A deep-learning network trained in stages is proposed for the stereo matching task in this paper, and the overall structure is shown in Fig. 1. In the first training stage, a prototype is constructed as the initial structure of the network to provide parameter initialization for the subsequent stage. In the second training stage, the original feature extraction structure is replaced with the general feature extractor (GFE), which is pretrained on ImageNet45, and a U-shaped feature adapter is trained to adapt the pre-trained features to the cost optimization module of the network. In the third stage, the cost optimization in the prototype is replaced with a domain adaptive cost optimization module (DACOM) to get a better disparity map. Model training is co-supervised using the Smooth l1 loss along with the Mean Absolute Error (MAE) loss through multiple stages.

Prototype construction

As the first stage of the model training process, the prototype can provide better parameter initialization for the next training stage. Therefore, selection of the prototype is critical. The PSMNet exhibits an excellent stereo matching effect while maintaining a relatively straightforward structure32, so we use the overall structure of PSMNet as the prototype.
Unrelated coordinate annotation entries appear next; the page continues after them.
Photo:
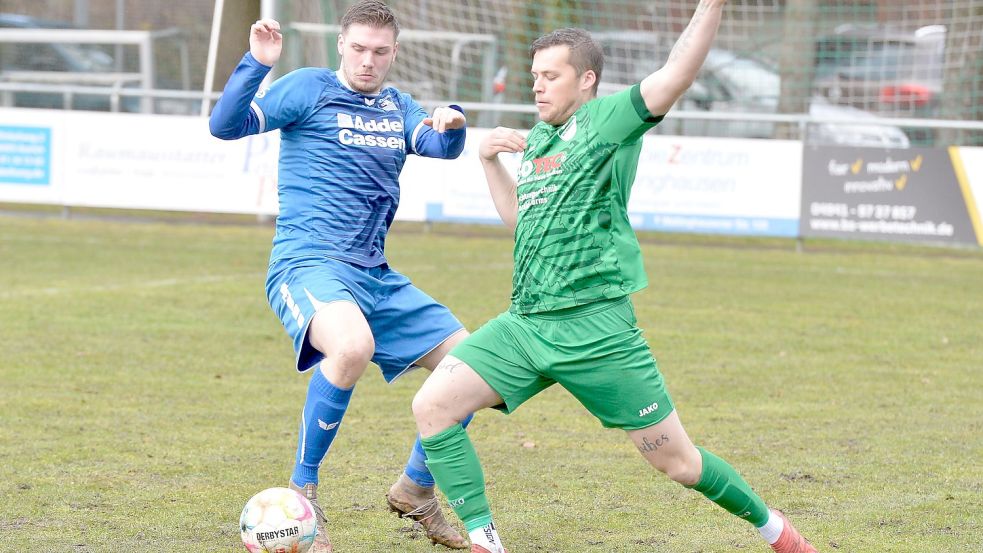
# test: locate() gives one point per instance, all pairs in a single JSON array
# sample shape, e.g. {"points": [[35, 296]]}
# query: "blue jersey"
{"points": [[341, 153]]}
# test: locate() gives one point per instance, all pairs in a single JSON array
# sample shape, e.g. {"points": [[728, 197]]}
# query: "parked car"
{"points": [[883, 71], [55, 63], [729, 82]]}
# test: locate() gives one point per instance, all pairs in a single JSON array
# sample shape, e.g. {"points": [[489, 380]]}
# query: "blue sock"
{"points": [[326, 405], [416, 466]]}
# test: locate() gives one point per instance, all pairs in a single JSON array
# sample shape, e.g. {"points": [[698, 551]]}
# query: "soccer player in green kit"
{"points": [[577, 260]]}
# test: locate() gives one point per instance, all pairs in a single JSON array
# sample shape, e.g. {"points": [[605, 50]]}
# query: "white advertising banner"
{"points": [[451, 190], [704, 185], [718, 185], [172, 163], [133, 161]]}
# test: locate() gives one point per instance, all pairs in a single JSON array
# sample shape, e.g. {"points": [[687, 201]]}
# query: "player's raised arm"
{"points": [[661, 89], [232, 117], [500, 183], [265, 41]]}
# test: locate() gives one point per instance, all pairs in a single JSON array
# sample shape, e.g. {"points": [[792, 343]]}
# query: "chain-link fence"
{"points": [[853, 59]]}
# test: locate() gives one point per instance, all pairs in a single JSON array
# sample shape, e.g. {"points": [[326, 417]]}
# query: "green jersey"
{"points": [[573, 241]]}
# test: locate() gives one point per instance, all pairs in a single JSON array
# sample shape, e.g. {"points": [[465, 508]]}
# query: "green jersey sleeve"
{"points": [[623, 117]]}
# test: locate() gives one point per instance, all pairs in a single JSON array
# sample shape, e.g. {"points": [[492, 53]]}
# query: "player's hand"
{"points": [[501, 140], [265, 41], [445, 119]]}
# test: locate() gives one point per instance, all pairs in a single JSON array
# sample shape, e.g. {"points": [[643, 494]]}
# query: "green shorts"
{"points": [[595, 351]]}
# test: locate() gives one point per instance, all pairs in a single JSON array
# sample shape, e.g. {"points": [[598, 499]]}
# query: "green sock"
{"points": [[720, 483], [454, 464]]}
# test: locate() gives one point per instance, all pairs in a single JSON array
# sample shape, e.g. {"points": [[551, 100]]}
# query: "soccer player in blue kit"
{"points": [[344, 139]]}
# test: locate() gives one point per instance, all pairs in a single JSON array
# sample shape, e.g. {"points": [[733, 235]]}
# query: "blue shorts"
{"points": [[406, 323]]}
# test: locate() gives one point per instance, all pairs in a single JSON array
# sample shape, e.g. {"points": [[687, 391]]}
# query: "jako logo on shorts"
{"points": [[292, 305]]}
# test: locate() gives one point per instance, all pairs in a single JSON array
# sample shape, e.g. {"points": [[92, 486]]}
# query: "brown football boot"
{"points": [[321, 542], [408, 500]]}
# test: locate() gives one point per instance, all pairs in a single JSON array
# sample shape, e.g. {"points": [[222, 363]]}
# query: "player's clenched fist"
{"points": [[265, 41], [500, 140]]}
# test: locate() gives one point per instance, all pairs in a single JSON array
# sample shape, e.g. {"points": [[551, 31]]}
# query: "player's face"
{"points": [[367, 54], [559, 90]]}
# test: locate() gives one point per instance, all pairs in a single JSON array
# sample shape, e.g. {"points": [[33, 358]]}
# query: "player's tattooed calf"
{"points": [[648, 447]]}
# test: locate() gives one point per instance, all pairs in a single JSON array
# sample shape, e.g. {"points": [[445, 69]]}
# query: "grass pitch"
{"points": [[147, 391]]}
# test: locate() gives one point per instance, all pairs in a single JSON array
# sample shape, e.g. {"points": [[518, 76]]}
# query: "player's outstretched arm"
{"points": [[441, 134], [661, 89], [500, 183], [232, 117]]}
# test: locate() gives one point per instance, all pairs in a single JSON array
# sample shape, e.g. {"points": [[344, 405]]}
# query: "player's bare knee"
{"points": [[429, 411]]}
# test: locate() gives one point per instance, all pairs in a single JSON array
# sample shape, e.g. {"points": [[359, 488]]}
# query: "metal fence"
{"points": [[781, 68]]}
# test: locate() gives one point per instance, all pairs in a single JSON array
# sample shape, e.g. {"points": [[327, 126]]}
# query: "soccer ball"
{"points": [[278, 520]]}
After the first training stage is completed, the learned parameters of the cost optimization module in the prototype are fixed for training of the feature adapter in the second stage.

Figure 1
figure 1

Overview of the network architecture and training strategy. The network consists of three training stages. In the stage 1, we use PSMNet as the prototype, and the trained prototype as the initialized parameters in the next stage, and then the model parameters are updated step by step. In the stage 2, we introduce a General Feature Extractor (GFE) consists of part of the ResNet model pretrained on ImageNet and a Feature adapter to substitute the feature extractor in the prototype, and then train the improved network. In the stage 3, based on the trained model in the stage 2, we substitute the Stacked Hourglass Structure in the prototype with the Domain Adaptive Cost Optimization Module (DACOM), and use the optimal model in the stage 2 as the initialization parameter, then train the final improved model and get accurate disparity map.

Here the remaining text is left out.